I hope she would like this post Steph. Perhaps she might be saddened by it too as she would not want me fucking my life up because of what happened to her. Too late for that I suppose. That is part of my problem - I tend to dwell on things - I'm also an atheist/realist most of the time with no real - less? - ways of resolving such existential dilemmas. If there was a god then the god either does not care about people at all, or if god 'cared' and 'did this' to her and to my family as some fucked up 'test' then that is completely fucked too. Or there simply is no god, the worms get you when you are gone, she is gone forever, she'll never read this either.

I got to find a way out.

JahTeh said...

It's much harder when you lose a child but I see it as a circle. I believe that we do come back until we learn every lesson that life has to teach us. I'm not at all religious, this is just something I feel.

Edward Yates said...

Jahteh - I have no point of comparison between loss of a parent or loss of a child. Grief is not measurable. Whose to say what is worse? And by saying 'it is much harder to lose a child' is it to diminish or dismiss the grief of others, thereby making your own grief at loss of a child more important or special or tragic? No doubt it is an horrific experience, but I have a friend who lost her baby, but she never made the comparison between her hurt and mine.

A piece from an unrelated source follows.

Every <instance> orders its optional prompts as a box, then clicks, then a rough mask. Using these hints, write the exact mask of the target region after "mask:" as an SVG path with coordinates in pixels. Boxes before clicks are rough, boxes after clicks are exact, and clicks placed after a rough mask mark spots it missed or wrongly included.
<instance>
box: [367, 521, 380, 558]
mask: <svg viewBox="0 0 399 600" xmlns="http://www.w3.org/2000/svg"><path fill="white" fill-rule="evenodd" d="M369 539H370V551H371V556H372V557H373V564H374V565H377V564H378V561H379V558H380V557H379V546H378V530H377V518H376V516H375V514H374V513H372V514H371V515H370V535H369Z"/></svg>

Acceptance of your own end and of others is the hardest thing in the world to do. So we take comfort in material things, distractions, fucking, reality TV, god and an 'afterlife'. In the end a person is faced with the void. The only things that exist after death is the memory of that person by others, their children, and their creative works. Hopefully a person leaves behind all three. But in reality we should perhaps settle on one.

JahTeh said...

I meant no comparison with your grief. It's harder in the way that as an older parent you realize how much they've missed of life. I'm sorry if I didn't explain it very well.

Edward Yates said...

Jahteh - I suppose that it seems more "natural" when someone dies at a much older age in say their 80s or 90s. People can say things like "they had a good run" and other such cliches. When children die at a very early age, for example at birth, people can also seemingly make the death more reasonable "they were weak," "they were sick," "there were complications."

But essentially you still are claiming that it is "harder" to lose a child than it is to lose a parent. Hence still "one case is worse than another" thus still making a comparison of sorts.

Grief is not quantifiable in this way. No doubt both scenarios can be horrific and traumatic. I don't particularly care what age a person dies, if people are grieving for that person then it is legitimate.

My mother was only 56. She still had a lot more to give. She suffered a lot with cancer before she took her life. She is still going to miss a lot of life.